From detecting the first signal of an organic molecule in space to searching for low frequency gravitational waves from pulsars, Green Bank has been an integral part of radio astronomy and astrophysics research and discovery throughout its existence.
And for 60 years, West Virginians have celebrated this extraordinary facility. During the state’s centennial in 1963, the silhouette of the original 300-foot Green Bank radio telescope graced a special commemorative license plate. During the statehood quarter design competition in 2003, numerous entries featured the Green Bank Telescope.
Photos of the facility hang in classrooms and libraries across the state. An effort is underway to add Green Bank to UNESCO’s Astronomy and World Heritage Initiative.
The facility brings the world to West Virginia and we are proud to showcase our cutting-edge scientific equipment as well as our natural beauty. At the height of the Cold War in 1961, Russian scientists came to Green Bank for a symposium. High school students from every state visit Green Bank every summer as part of the National Youth Science Camp.
Researchers from institutions around the world rely on the radio telescopes at Green Bank for their work.
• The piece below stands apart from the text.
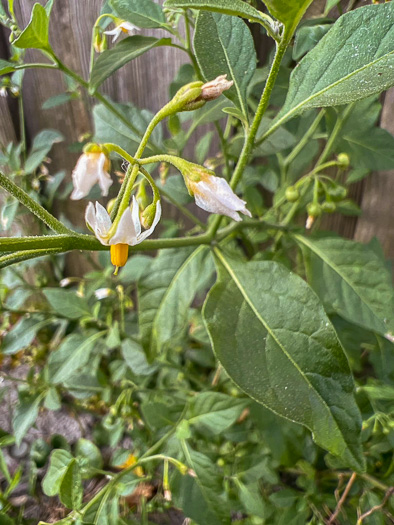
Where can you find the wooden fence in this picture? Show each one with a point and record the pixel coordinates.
(145, 82)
Thousands of visitors each year enjoy the state-of-the-art Science Center.
And yes, Green Bank has been and remains a leading center for the search for extraterrestrial intelligence. The search began at Green Bank with Frank Drake and Project Ozma in 1960. We are proud of this fact, too, perhaps most of all because of what the search itself represents.
I think James Gunn, the author of the 1972 science fiction novel “The Listeners” about radio astronomy and the search for other life in the universe, said it well: “It may be that there is no one out there or if there is someone out there he will never speak to us or we to him, but our listening is an act of faith akin to living itself. If we should stop listening, we would begin dying and we would soon be gone, the world and its people, our technical civilization and even the farmers and peasants, because life is faith, life is commitment. Death is giving up.”
I have been honored to serve as president of West Virginia University, the state’s flagship, land-grant, research university, on two occasions almost 30 years apart. Based on that experience, I have found West Virginians to be determined, patient, resilient people.
Perhaps that is why Green Bank resonates so much with us. The monumental task of studying the universe in order to unlock its secrets requires determination, patience, and resilience. Even in the face of technical challenges, mixed signals, and financial setbacks, Green Bank perseveres.
Residents of West Virginia — a state born from the strife of the Civil War, beset by natural disasters, buffeted by economic downturns — can relate to that. That is why Green Bank is a great symbol for West Virginia.
As we celebrate this history, the future of Green Bank hangs in the balance. The National Science Foundation is in the midst of decreasing its funding for the facility. As someone immensely proud of Green Bank and its 60 years of scientific research, education, and outreach, I believe we must preserve and expand this essential place and continue its fundamental work.
Who knows what discoveries the next 60 years may hold? Let us keep listening. We must not give up.